Rich Francis Condon Carmichael, “Connie”, died of brain cancer in his home in Merrimack, aged 93.

He was born in 1924 in Portland, Maine but grew up in Antrim, New Hampshire with five brothers and sisters. He attended a one room schoolhouse there and was awarded a prize for reciting poetry, including Tennyson’s “Crossing the Bar”, a poem he was still able to recite from memory eighty years later. In 1943, he entered the army and he and his unit underwent arduous training in the sweltering jungles of Louisiana. Naturally they were then deployed to France in the frigid winter of 1944-1945. His division immediately entered combat in the Battle of the Bulge, helping to blunt the German attack. In January, near the village of Grand-Halleux, Belgium, his battalion was forced to attack uphill through knee deep snow against entrenched German machine guns, suffering heavy casualties. He then participated in the Battle of Colmar and the Rhine Crossing and helped to liberate starving prisoners of Nazi labor camps. After the war, he studied Mechanical Engineering at the University of Maine in Orono and worked for General Electric as an engineer and manager in the Jet Engine division, including working briefly on the Nuclear Aircraft Engine project until that idea was abandoned for being ridiculous.
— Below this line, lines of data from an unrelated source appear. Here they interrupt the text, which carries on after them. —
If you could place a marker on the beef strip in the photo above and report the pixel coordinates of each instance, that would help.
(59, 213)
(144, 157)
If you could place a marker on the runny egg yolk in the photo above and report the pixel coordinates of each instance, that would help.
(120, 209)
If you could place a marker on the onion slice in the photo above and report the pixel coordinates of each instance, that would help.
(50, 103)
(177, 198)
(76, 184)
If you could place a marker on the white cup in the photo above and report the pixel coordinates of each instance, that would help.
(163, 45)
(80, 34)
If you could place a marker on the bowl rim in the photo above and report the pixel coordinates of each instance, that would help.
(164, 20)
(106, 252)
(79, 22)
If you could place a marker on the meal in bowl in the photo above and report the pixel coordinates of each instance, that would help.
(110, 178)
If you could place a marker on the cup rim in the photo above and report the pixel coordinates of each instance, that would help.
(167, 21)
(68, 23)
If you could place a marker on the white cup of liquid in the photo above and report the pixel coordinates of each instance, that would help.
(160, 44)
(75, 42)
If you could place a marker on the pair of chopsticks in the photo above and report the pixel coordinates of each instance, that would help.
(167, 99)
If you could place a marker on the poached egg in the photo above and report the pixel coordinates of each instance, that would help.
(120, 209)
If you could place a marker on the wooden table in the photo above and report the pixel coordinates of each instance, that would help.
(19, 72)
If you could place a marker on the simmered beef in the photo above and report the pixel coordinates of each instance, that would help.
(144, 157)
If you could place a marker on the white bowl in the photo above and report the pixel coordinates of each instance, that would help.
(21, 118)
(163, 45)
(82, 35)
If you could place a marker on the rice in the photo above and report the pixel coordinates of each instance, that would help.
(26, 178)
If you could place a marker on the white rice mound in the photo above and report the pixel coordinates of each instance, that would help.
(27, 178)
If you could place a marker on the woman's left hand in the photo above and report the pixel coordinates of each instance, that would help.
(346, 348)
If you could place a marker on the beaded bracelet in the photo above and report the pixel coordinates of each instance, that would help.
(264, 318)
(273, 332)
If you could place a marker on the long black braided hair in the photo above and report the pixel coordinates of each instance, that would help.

He married Mary Joanne Sloan in Cincinatti and they had five children, William, Michael, Patrick, Renny and James. The family moved several times until settling in Merrimack in 1974 on their much cherished farm. Francis retired from General Electric and worked subsequently for Kollsman Instruments in Merrimack and Hitchiner Manufacturing in Milford. He also pursued hobby farming, which he enjoyed but at which he was terrible. He swam and played golf almost to his last days. As a Yankee of Scottish descent who grew up during the Great Depression, he valued thrift highly, but always thought that the price of a book for one of his children was money well spent. Broad minded and tolerant, he suffered fools gladly and believed that “a Man’s a Man.” Died after a brief and peaceful decline. Deeply missed.